OBJECTIVE: This exploratory analysis evaluated the incidence of adverse events (AEs) by folate receptor (FR) status in the randomized, multicenter, open-label PRECEDENT study in women with platinum-resistant ovarian cancer receiving pegylated liposomal doxorubicin (PLD) ± the small-molecule drug conjugate vintafolide. METHODS: Women 18 years or older with platinum-resistant ovarian cancer were randomized 21 to vintafolide (2.5 mg intravenously, 3 times per week, weeks 1 and 3, every 28 days) + PLD (50 mg/m intravenously, day 1, every 28 days) or PLD alone (same dose/schedule). The expression of functionally active FR was evaluated by single-photon emission computed tomography with etarfolatide. Patients were categorized according to FR positivity patients with all target lesions positive for FR expression (FR 100%), patients with 1 or more but not all target lesions positive for FR expression (FR 10%-90%), and patients with all lesions negative for FR expression (FR 0%). RESULTS: Data on FR status were available for 94 patients 38 were FR 100%, 36 were FR 10% to 90%, and 20 were FR 0%. Across all FR subgroups, the duration of treatment was longer, and the number of cycles was higher in combination-therapy arms than PLD-alone arms.
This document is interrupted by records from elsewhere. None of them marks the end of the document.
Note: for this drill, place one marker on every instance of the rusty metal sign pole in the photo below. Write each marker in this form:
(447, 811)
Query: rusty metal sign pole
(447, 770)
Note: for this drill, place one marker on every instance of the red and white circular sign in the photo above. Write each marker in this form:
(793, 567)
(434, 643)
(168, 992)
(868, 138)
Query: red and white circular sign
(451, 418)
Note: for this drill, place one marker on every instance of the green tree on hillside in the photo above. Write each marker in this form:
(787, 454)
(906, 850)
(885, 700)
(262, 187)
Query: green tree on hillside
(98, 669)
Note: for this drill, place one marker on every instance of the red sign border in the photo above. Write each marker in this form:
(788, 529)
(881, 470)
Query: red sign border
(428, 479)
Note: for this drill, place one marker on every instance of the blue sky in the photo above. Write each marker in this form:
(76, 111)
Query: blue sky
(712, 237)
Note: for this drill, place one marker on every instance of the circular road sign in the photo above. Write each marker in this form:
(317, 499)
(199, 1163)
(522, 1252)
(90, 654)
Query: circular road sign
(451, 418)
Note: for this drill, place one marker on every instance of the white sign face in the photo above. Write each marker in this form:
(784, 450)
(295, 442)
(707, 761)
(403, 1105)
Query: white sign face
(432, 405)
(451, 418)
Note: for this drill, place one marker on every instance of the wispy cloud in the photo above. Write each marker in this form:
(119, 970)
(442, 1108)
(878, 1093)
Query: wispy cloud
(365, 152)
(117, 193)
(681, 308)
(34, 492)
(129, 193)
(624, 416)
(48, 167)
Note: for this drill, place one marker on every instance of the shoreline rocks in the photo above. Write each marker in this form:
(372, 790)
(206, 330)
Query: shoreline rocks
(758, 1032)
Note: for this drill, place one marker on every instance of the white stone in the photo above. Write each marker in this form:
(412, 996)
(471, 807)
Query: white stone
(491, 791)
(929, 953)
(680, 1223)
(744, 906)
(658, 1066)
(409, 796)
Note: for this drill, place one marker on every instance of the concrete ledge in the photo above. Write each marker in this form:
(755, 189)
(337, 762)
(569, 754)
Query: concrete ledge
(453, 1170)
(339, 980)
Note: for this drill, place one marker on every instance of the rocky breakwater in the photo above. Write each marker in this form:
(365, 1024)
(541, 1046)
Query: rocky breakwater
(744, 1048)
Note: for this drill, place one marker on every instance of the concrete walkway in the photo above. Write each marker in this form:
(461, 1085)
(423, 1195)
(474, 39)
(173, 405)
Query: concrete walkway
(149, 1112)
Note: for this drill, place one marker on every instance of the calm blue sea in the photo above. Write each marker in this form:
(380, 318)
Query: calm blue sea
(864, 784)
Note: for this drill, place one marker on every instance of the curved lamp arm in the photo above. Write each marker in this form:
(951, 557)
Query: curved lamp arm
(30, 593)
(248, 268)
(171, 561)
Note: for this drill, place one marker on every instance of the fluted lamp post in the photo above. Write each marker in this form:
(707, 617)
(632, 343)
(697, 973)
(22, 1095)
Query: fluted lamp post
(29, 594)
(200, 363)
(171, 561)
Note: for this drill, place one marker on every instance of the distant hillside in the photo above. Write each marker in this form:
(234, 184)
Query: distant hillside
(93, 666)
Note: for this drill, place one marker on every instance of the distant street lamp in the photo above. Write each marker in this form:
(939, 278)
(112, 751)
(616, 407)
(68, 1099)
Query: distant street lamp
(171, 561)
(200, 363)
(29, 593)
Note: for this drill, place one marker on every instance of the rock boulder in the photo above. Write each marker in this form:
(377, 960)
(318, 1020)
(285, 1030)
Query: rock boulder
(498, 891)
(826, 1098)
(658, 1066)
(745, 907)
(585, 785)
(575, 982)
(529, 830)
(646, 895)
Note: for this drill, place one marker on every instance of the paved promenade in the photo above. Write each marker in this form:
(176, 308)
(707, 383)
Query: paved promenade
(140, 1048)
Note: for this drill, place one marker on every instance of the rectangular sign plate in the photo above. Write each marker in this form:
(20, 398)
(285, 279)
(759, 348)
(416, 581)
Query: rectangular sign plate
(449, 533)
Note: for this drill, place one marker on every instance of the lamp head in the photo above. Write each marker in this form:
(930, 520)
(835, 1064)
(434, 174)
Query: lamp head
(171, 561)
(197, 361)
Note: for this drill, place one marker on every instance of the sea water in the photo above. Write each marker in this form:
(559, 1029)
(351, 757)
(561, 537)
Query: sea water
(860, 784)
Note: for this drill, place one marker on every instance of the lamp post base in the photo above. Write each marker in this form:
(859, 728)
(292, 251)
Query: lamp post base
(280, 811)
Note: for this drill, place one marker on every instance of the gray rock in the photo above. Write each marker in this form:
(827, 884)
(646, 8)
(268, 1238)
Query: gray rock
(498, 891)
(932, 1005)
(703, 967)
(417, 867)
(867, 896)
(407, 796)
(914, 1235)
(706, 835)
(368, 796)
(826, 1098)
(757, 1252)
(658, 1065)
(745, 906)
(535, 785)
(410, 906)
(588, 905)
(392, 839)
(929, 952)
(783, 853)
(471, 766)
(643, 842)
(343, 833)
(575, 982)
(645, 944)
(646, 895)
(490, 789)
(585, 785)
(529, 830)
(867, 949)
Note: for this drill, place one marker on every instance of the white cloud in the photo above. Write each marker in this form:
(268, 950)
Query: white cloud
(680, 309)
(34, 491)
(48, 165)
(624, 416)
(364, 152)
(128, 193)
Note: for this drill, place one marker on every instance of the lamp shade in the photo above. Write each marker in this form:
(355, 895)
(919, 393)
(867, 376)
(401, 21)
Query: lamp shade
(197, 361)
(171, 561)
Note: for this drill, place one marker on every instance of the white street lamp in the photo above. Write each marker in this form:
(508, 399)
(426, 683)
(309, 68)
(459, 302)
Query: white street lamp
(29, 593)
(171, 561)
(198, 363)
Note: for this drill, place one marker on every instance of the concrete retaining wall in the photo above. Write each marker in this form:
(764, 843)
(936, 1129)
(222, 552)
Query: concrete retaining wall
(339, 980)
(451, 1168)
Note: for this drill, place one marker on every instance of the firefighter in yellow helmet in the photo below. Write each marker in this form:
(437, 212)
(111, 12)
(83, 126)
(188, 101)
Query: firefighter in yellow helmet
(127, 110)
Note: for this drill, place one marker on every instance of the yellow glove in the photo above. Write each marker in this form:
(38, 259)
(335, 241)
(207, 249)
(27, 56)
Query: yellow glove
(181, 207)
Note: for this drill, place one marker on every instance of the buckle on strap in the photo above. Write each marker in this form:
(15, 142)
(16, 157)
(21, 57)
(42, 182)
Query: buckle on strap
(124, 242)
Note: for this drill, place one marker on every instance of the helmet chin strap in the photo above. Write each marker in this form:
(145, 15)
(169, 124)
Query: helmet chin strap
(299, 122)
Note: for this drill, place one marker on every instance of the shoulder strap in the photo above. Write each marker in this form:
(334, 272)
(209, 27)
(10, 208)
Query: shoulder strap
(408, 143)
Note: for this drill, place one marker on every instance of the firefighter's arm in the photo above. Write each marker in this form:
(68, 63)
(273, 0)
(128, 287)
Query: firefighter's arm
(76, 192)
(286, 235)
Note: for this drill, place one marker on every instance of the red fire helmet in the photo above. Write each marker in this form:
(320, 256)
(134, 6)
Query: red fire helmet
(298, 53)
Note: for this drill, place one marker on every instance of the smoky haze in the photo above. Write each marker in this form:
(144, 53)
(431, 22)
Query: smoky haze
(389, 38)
Although the frequency of AEs was relatively consistent across subgroups, the FR 100% subgroup had a higher incidence of patients with at least 1 AE for combination therapy versus PLD alone. No surprising safety signals were shown according to FR status. The incidence of grade 3 or 4 treatment-emergent drug-related AEs was generally low across all FR subgroups and treatment arms. CONCLUSIONS: This exploratory analysis suggests that FR status does not influence the AE profile of vintafolide + PLD combination therapy or PLD alone in patients with platinum-resistant ovarian cancer. Future a priori analyses in larger populations are needed to confirm these findings.